Shaban, Mohammed Samer; Müller, Christin; Mayr-Buro, Christin; Weiser, Hendrik; Meier-Soelch, Johanna; Albert, Benadict Vincent; Weber, Axel; Linne, Uwe; Hain, Torsten; Babayev, Ilya; Karl, Nadja; Hofmann, Nina; Becker, Stephan; Herold, Susanne; Schmitz, M Lienhard; Ziebuhr, John; Kracht, Michael.

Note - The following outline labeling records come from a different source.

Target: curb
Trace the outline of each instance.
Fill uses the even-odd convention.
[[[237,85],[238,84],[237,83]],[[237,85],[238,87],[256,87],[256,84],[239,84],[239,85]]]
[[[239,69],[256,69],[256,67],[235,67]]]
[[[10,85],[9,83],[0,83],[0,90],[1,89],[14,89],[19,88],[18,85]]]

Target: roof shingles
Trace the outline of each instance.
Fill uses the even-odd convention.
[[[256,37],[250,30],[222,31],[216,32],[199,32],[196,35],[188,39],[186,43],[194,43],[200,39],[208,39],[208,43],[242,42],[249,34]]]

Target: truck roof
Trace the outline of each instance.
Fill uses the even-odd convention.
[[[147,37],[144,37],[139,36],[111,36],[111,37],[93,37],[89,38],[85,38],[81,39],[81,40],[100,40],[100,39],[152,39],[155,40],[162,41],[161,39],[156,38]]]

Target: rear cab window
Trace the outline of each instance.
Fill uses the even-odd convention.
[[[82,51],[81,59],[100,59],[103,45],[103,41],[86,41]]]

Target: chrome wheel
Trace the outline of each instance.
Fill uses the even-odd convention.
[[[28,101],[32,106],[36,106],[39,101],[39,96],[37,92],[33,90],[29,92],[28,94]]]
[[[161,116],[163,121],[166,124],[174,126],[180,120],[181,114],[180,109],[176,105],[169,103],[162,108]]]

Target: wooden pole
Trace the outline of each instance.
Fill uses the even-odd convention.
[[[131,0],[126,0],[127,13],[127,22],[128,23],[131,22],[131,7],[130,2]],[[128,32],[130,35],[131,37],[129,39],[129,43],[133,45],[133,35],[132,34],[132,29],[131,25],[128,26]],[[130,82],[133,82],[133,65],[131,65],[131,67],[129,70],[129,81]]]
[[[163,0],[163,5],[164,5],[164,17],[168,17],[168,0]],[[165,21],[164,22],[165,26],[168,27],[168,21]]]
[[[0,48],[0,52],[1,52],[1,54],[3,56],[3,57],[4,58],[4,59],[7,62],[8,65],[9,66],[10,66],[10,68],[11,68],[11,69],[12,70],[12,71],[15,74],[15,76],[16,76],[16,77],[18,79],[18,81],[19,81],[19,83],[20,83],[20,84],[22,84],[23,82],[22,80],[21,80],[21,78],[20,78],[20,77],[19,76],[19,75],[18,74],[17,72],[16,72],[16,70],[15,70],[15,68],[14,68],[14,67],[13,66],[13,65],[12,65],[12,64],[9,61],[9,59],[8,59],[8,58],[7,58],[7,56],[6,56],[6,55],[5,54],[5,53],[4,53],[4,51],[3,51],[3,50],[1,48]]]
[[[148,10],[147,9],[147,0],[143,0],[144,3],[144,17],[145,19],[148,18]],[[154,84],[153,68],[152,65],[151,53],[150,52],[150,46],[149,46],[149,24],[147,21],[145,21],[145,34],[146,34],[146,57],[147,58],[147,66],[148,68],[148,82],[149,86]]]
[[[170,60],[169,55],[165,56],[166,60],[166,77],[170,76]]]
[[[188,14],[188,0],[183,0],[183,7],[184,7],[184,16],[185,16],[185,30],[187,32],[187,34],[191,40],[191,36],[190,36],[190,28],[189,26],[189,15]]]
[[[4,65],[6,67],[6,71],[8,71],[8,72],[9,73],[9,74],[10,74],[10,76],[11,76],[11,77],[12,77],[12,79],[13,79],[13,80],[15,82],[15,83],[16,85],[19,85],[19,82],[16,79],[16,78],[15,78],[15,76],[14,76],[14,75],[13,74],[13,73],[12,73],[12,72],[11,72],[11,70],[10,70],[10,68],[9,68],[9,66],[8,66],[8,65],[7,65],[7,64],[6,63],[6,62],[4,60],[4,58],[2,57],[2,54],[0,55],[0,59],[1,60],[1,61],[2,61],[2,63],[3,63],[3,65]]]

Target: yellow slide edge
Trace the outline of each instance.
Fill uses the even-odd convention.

Nat Commun ; 12(1): 5536, 2021 09 20.

Artículo en Inglés | MEDLINE | ID: covidwho-1428813

RESUMEN

Coronaviruses (CoVs) are important human pathogens for which no specific treatment is available. Here, we provide evidence that pharmacological reprogramming of ER stress pathways can be exploited to suppress CoV replication. The ER stress inducer thapsigargin efficiently inhibits coronavirus (HCoV-229E, MERS-CoV, SARS-CoV-2) replication in different cell types including primary differentiated human bronchial epithelial cells, (partially) reverses the virus-induced translational shut-down, improves viability of infected cells and counteracts the CoV-mediated downregulation of IRE1α and the ER chaperone BiP. Proteome-wide analyses revealed specific pathways, protein networks and components that likely mediate the thapsigargin-induced antiviral state, including essential (HERPUD1) or novel (UBA6 and ZNF622) factors of ER quality control, and ER-associated protein degradation complexes. Additionally, thapsigargin blocks the CoV-induced selective autophagic flux involving p62/SQSTM1. The data show that thapsigargin hits several central mechanisms required for CoV replication, suggesting that this compound (or derivatives thereof) may be developed into broad-spectrum anti-CoV drugs.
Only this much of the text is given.